Kentucky Court: Mine-Safety Laws Don’t Apply to Subcontractors

By | November 12, 2015

Kentucky’s mine-safety laws and regulations didn’t apply to a subcontract worker who died while installing a massive garage door on a building at a mine site in Muhlenberg County, the state’s Supreme Court ruled Oct. 29.

David McCarty died when the door struck his stepladder, causing him to fall and strike his head. His widow filed a federal wrongful-death lawsuit against Covol Fuels, the coal mine operator. She claimed the operator negligently violated the safety laws and regulations.

A federal judge ruled in the coal operator’s favor, prompting an appeal to the 6th U.S. Circuit Court of Appeals. The appeals court asked Kentucky’s high court to rule on whether those safety laws and regulations were intended to protect employees of independent contractors working at mine sites.

Writing for the unanimous state court, Justice Daniel Venters noted that the safety law covers buildings and equipment connected to mine work.

The building where McCarty suffered his fatal fall was under construction and not being used “in connection with the workings” of the mine, Venters said. Similarly, equipment used to install the 1,800-pound garage door did not meet the statutory definition, he said.

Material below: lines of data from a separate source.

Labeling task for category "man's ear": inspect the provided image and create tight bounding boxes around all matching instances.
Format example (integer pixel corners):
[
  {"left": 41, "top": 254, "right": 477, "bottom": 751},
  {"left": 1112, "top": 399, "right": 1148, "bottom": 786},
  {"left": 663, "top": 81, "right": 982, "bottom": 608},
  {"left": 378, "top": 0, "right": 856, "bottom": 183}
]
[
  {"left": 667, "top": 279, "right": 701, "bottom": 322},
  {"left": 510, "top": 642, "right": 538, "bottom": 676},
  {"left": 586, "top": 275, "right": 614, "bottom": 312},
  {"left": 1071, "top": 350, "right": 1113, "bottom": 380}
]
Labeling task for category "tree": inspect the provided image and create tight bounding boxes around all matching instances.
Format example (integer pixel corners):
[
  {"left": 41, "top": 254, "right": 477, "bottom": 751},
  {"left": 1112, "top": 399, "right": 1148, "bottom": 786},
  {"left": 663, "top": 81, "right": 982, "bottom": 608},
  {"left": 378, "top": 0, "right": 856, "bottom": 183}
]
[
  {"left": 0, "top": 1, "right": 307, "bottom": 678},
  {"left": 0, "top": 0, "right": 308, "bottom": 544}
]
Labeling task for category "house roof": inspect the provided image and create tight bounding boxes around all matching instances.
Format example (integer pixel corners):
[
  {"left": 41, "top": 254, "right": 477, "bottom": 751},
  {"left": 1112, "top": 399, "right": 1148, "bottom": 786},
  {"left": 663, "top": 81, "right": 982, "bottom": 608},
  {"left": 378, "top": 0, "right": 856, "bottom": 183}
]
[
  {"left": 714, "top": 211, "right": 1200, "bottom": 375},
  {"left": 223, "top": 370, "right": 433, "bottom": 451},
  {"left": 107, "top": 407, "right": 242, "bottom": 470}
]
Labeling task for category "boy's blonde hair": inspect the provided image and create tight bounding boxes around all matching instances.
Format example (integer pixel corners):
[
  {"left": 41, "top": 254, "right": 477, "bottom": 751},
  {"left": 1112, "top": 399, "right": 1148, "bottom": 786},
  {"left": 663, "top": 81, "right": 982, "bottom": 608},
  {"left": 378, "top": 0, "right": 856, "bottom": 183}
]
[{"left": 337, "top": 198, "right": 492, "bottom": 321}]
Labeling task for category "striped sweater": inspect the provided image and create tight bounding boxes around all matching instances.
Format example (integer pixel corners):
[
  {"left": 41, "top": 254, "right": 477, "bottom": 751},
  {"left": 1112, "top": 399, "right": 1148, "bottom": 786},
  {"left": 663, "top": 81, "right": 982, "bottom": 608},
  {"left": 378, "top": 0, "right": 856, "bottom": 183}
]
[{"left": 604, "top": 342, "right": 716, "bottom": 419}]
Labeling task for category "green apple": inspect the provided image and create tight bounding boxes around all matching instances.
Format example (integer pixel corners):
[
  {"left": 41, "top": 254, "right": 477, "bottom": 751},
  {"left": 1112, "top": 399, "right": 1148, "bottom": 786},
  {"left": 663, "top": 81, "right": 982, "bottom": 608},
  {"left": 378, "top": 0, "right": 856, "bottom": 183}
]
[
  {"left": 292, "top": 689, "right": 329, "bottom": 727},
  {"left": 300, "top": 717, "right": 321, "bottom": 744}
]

As a result, the work was outside the scope of the safety law, he said.

“We are unable to identify any provisions within that chapter that impose upon coal mine operators a special duty of care owed to independent contractors and craftsmen who enter upon the premises to perform work unrelated to coal mining,” Venters wrote.

“Of course, the traditional common law duty of a landholder to make the property reasonably safe and to warn of unknown or latent dangers remains applicable, but that duty is outside the scope of the question we address.”

The state’s high court rejected arguments by McCarty’s estate that periodic inspections required by the safety law should apply equally to mining workers and specialized independent contractors working at mine sites.

Venters said it’s clear that the General Assembly’s intent when enacting the safety law was to protect workers involved in actual coal mining operations and “other ancillary workers exposed to dangers of the mining environment.”

“Nothing in the statutory text tasks the mine operator with tending to the safety of non-mining craftsmen and technicians and protecting them from the hazards of their own non-mining occupations,” he wrote.

Given the statute’s emphasis on the dangers of mining, it’s “highly improbable” that the legislature intended “to burden coal mine inspectors and supervisors with the duty to become versed in the safety requirements of such extraneous activities” as installing garage doors, Venters added.

“Expecting the mine operator to provide safety inspections for the unfamiliar work of specialized independent contractors would divert resources away from the safety of workers actually engaged in mining coal, thereby increasing the very risks that the statute is designed to reduce,” he said.

As a result, McCarty was not “within the class of persons intended to be protected” by the safety law, and the circumstances of his death were not the “type of occurrence” that the statute was intended to prevent, Venters said.